Tel Aviv awoke Tuesday to another five years of Mayor Ron Huldai, who has steered the municipality for the past 15 years.

Huldai 311 (photo credit: Ben Hartman)
Huldai 311
(photo credit: Ben Hartman)
Tel Aviv awoke Tuesday to another five years of Mayor Ron Huldai, who has steered the municipality for the past 15 years and fought off the challenge of Meretz MK Nitzan Horowitz.
Huldai, who garnered 57.6 percent of the vote to Horowitz’s 41.4%, said the votes indicated that his leadership was on the right path in Tel Aviv, and vowed to serve all residents of the city, including those who didn’t vote for him.
Horowitz responded to the loss with an upbeat tone, saying that the campaign had been victorious in getting some 40% of the mayoral votes and that the party’s list had doubled its size in the city council.
“These results show how the wind’s blowing – a giant portion of the public in this important and central city expressed their clear and strong desire for change – and Huldai can’t ignore this,” he said.

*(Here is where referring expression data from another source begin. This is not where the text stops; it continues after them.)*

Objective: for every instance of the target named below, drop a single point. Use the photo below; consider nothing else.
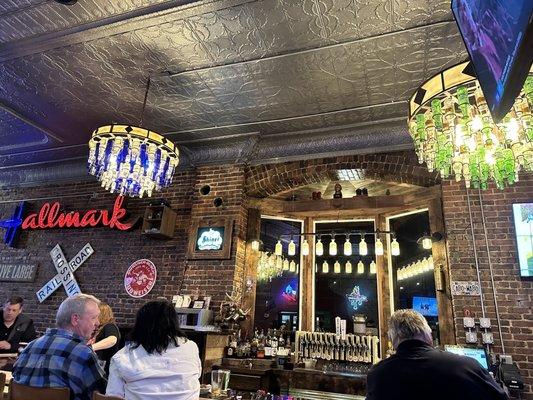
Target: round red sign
(140, 278)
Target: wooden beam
(361, 202)
(306, 293)
(440, 260)
(251, 260)
(384, 302)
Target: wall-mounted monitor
(498, 35)
(523, 224)
(426, 306)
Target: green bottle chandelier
(454, 133)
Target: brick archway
(398, 167)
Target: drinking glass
(219, 381)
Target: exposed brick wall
(115, 250)
(399, 167)
(514, 295)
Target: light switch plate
(484, 323)
(471, 337)
(487, 338)
(469, 322)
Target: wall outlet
(469, 322)
(484, 323)
(487, 338)
(471, 337)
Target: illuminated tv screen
(523, 224)
(498, 35)
(426, 306)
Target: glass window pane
(413, 274)
(278, 282)
(341, 291)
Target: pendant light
(379, 247)
(333, 246)
(347, 246)
(373, 267)
(348, 267)
(319, 248)
(278, 250)
(360, 267)
(325, 267)
(337, 267)
(305, 248)
(395, 248)
(292, 248)
(363, 247)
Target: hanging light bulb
(325, 267)
(360, 267)
(333, 246)
(255, 245)
(379, 247)
(278, 250)
(319, 248)
(395, 248)
(305, 248)
(347, 246)
(337, 267)
(292, 248)
(427, 243)
(348, 267)
(292, 266)
(363, 247)
(373, 267)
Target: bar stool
(100, 396)
(23, 392)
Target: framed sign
(140, 278)
(210, 238)
(523, 224)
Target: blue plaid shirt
(60, 358)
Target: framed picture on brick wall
(523, 224)
(210, 239)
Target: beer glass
(219, 381)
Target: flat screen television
(477, 354)
(523, 226)
(498, 35)
(426, 306)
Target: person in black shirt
(15, 327)
(418, 371)
(106, 339)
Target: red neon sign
(50, 217)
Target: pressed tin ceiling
(231, 80)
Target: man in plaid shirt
(61, 358)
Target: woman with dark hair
(159, 362)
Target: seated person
(61, 357)
(15, 326)
(159, 363)
(106, 339)
(419, 372)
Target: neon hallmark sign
(50, 216)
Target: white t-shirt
(136, 375)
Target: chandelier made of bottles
(131, 161)
(454, 133)
(415, 268)
(271, 265)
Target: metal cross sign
(65, 272)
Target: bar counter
(252, 375)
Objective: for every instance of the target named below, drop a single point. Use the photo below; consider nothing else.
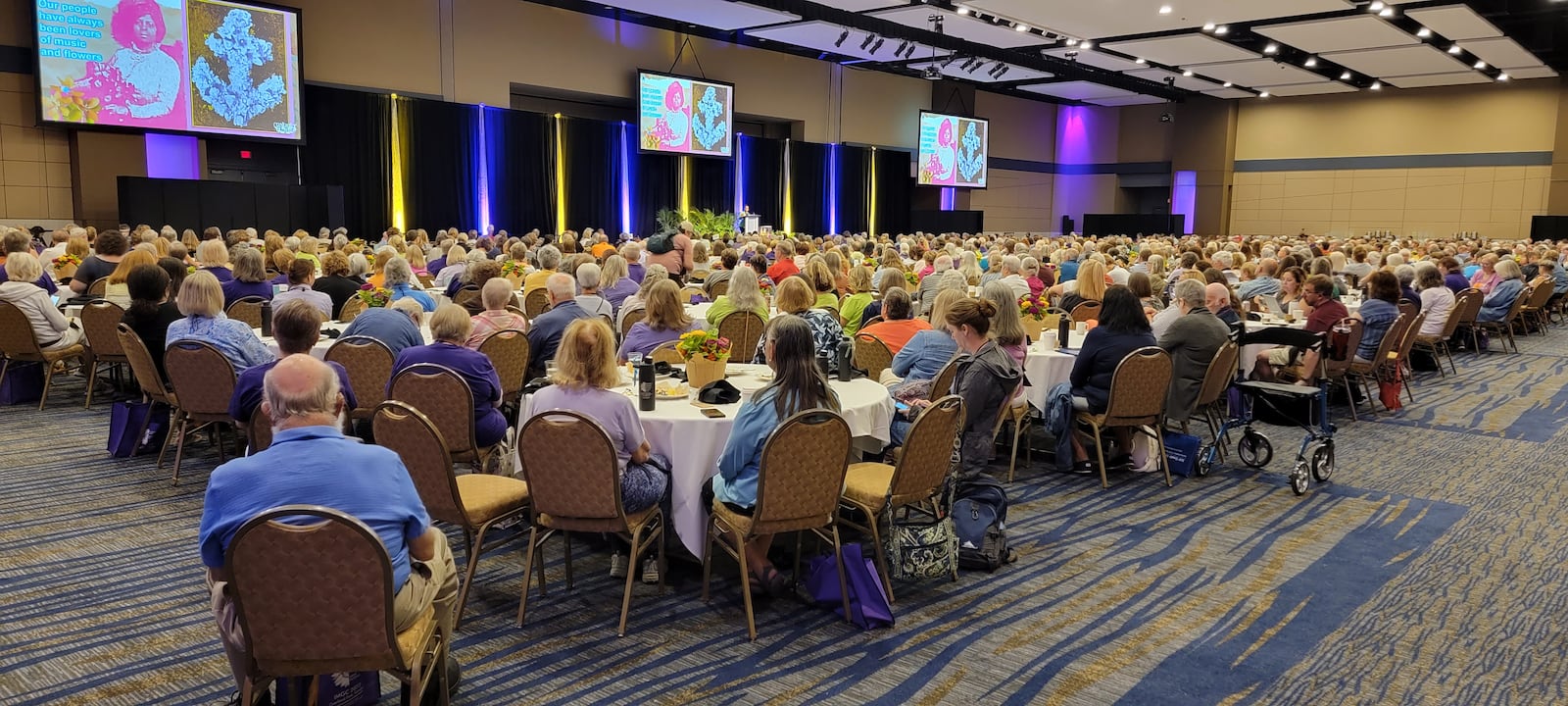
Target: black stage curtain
(808, 180)
(855, 192)
(762, 169)
(349, 141)
(712, 184)
(894, 190)
(656, 185)
(593, 169)
(521, 170)
(443, 164)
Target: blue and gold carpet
(1429, 572)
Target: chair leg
(527, 573)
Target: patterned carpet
(1431, 572)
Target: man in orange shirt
(898, 327)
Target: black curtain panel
(443, 164)
(712, 184)
(349, 143)
(593, 185)
(521, 170)
(762, 172)
(854, 187)
(656, 184)
(808, 184)
(894, 190)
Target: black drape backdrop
(712, 184)
(521, 170)
(593, 167)
(854, 187)
(349, 141)
(443, 164)
(808, 184)
(762, 169)
(894, 190)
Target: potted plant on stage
(706, 355)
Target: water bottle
(645, 384)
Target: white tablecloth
(694, 443)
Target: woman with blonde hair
(584, 381)
(663, 322)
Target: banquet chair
(368, 365)
(574, 483)
(799, 486)
(913, 483)
(535, 303)
(509, 352)
(99, 321)
(352, 308)
(1087, 311)
(318, 600)
(872, 355)
(666, 353)
(203, 381)
(247, 310)
(443, 396)
(744, 328)
(637, 314)
(20, 344)
(474, 502)
(1137, 400)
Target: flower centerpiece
(373, 295)
(65, 266)
(706, 355)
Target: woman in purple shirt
(451, 327)
(665, 322)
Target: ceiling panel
(961, 25)
(1098, 60)
(1397, 62)
(1258, 73)
(1338, 35)
(1454, 23)
(980, 73)
(1501, 52)
(822, 35)
(1094, 20)
(1078, 90)
(1311, 88)
(1194, 83)
(1183, 51)
(710, 13)
(1439, 78)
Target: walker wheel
(1254, 449)
(1324, 462)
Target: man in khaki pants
(313, 463)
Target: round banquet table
(694, 443)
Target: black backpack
(661, 243)
(980, 520)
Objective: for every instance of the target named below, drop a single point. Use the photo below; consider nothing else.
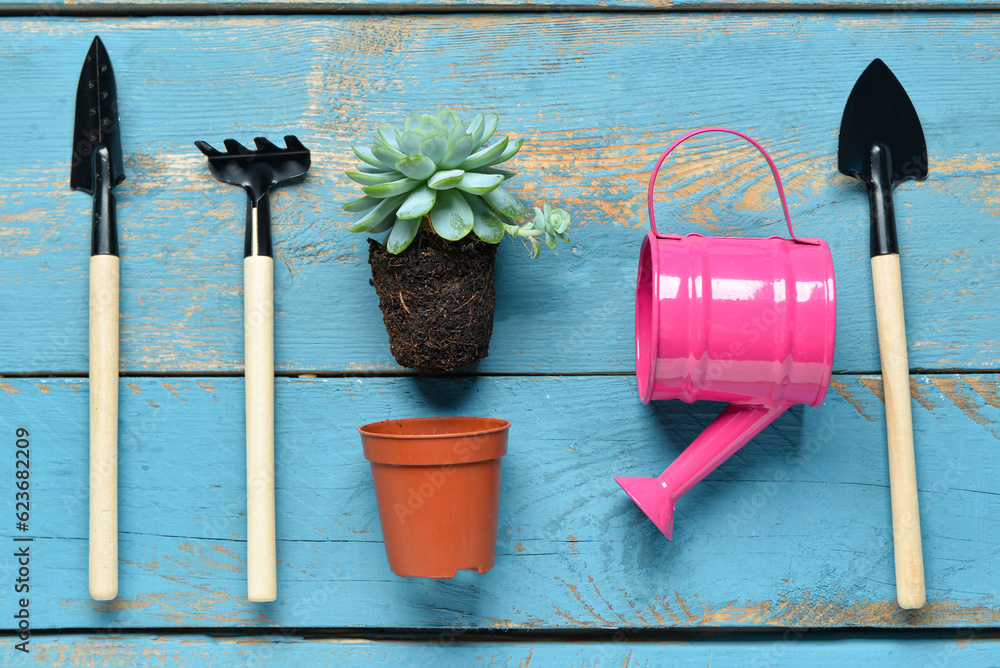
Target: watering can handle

Tel Aviv was among the more apathetic cities, with only about a third of the eligible public turning out to vote. Some commentators linked the turnout in part to the inability of Horowitz or other candidates to make the race closer against Huldai.
The morning was particularly cruel for City For All candidate Aharon Maduel, who was listed as winning as little as 1% of the vote – a staggering drop from the 2008 elections, when the party won 34% of the votes with Hadash MK Dov Henin at the helm.

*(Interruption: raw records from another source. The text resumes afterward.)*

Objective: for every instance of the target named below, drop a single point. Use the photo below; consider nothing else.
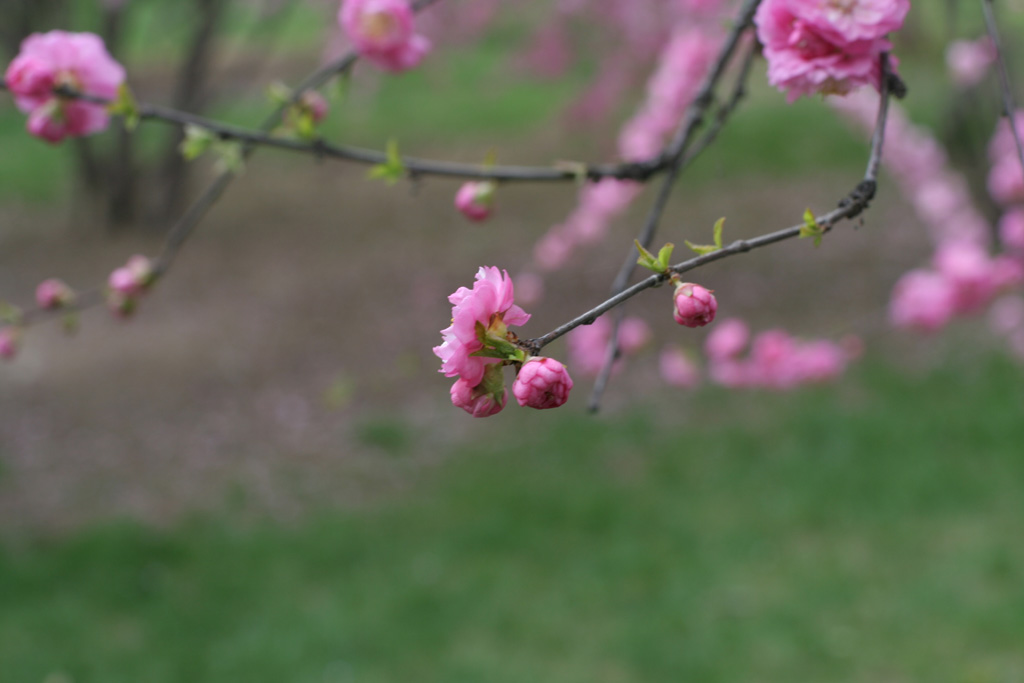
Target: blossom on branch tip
(486, 398)
(53, 293)
(480, 318)
(542, 383)
(694, 306)
(9, 338)
(58, 58)
(384, 33)
(826, 46)
(476, 200)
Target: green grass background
(866, 534)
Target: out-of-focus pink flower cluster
(682, 65)
(775, 360)
(826, 46)
(127, 284)
(964, 276)
(384, 32)
(480, 321)
(76, 60)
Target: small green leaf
(392, 170)
(811, 228)
(700, 250)
(125, 107)
(196, 142)
(230, 157)
(665, 256)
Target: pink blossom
(969, 60)
(53, 293)
(694, 305)
(727, 340)
(677, 368)
(1012, 230)
(485, 311)
(486, 398)
(923, 300)
(828, 47)
(383, 32)
(542, 383)
(529, 288)
(132, 278)
(9, 338)
(77, 60)
(975, 276)
(475, 200)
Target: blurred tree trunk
(190, 94)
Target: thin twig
(1009, 104)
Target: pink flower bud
(315, 104)
(132, 278)
(8, 342)
(542, 383)
(475, 200)
(694, 305)
(53, 294)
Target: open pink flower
(485, 311)
(825, 46)
(482, 400)
(694, 305)
(542, 383)
(77, 60)
(383, 32)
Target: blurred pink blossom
(77, 60)
(383, 32)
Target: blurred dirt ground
(286, 363)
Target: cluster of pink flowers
(964, 278)
(588, 344)
(682, 65)
(76, 60)
(775, 360)
(383, 32)
(826, 46)
(478, 343)
(128, 283)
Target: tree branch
(849, 207)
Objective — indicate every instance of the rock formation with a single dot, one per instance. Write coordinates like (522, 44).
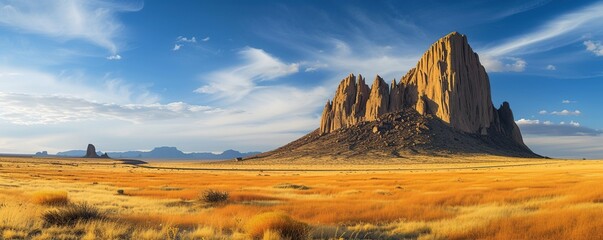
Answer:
(91, 152)
(448, 82)
(441, 106)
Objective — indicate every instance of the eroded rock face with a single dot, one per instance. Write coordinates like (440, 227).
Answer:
(448, 82)
(91, 152)
(378, 102)
(453, 85)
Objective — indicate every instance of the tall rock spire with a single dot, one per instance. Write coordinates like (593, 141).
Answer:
(378, 102)
(448, 82)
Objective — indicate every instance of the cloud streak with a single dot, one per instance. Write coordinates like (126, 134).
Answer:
(594, 47)
(234, 83)
(92, 21)
(567, 26)
(547, 128)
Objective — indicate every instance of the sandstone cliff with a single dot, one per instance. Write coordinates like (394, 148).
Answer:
(440, 107)
(448, 82)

Elsewhere in the Tel Aviv region, Ron Konik from the Our Givatayim list narrowly defeated incumbent Givatayim mayor Reuven Ben-Shahar, and in Ramat Gan, former Likud MK Carmel Shama Hacohen lost by a wide margin to longtime educator and local activist Yisrael Zinger, with 37.2% of the vote versus 52.4%.
Also in the Center, in the first municipal elections the city has held in a decade, Lod voters overwhelmingly favored Yair Revivo (63.7%) over former Labor MK Yoram Marciano, who garnered 36.3% of the vote. Overshadowing the race – which was one of the most bitter in the city – was the wounding of city council candidate Abed Azbarga in a shooting the night before elections, an incident widely believed to be linked to the next day’s vote.